Whatever their emerging record, Democrats must also overcome a fearsome wall of mistrust, and a broad willingness among Republicans to believe the worst about them. Nowhere is this clearer than in Iowa, where Republicans rolled to one victory after another last November, powered by support for Trump and disdain for the Democrats. Trump beat Biden there by eight points, a dozen years after the Obama-Biden ticket carried the state by nine. Senator Joni Ernst, once considered vulnerable, was outpolled by Trump, but still collected fifty-two per cent of the vote to defeat her Democratic challenger, Theresa Greenfield. Democrats lost six state House seats and two congressional seats, including one by an excruciating six votes out of nearly three hundred and ninety-four thousand cast. (The Democrat, Rita Hart, is continuing to contest the results.) The other seat belonged to Abby Finkenauer, an energetic first-term Democrat, who was blindsided by her defeat.

Any Iowan paying attention knows how true this feels.

I keep returning to this:

In 2018, Bobby Kaufman, who’s dad is the Iowa GOP chair, defeated Jodi Clemons, who later was an organizer for Bernie Sanders’ 2020 presidential campaign, by 11 points and 1,700 votes.

In 2020, Kaufmann faced Lonny Pulkrabek, Johnson County’s Democratic sheriff for 16 years.

Kaufmann ran a TV ad suggesting Pulkrabek stood by while rioters defaced beloved Kinnick Stadium (meanwhile, Pulkrabek caught heat in his jurisdiction for a Facebook post expressing sadness at the spray painting).

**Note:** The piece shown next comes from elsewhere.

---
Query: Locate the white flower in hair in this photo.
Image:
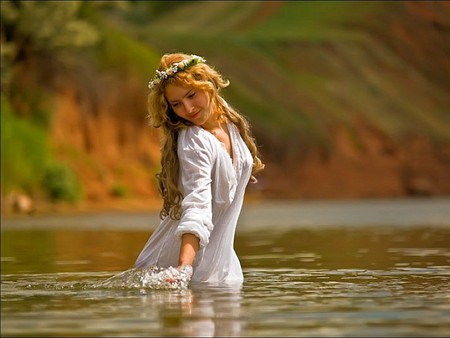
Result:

Pulkrabek was relatively well funded and objectively a good fit for the district.

Kaufmann beat the Democrat by 20 points and 3,700 votes.

 

At the Statehouse, Libs Have Driven the Iowa GOP Mad

Todd Dorman writing in The Gazette:

Legislative mad libs. I’ve even filled in some suggestions.

No need to thank me. Here we go.

DES MOINES — Republicans who control the Iowa Legislature are pursuing legislation that would target (university professors, transgender kids, low-income renters, women, public schools, teachers, early voters, older Iowans, disabled people,people receiving state help>, amid a pandemic and the entire city of Des Moines) by (banning, prohibiting, defunding, suppressing, shortening, tracking, hobbling, chilling or chopping) the way those Iowans (vote, teach, work, learn, love, live, vote and think.)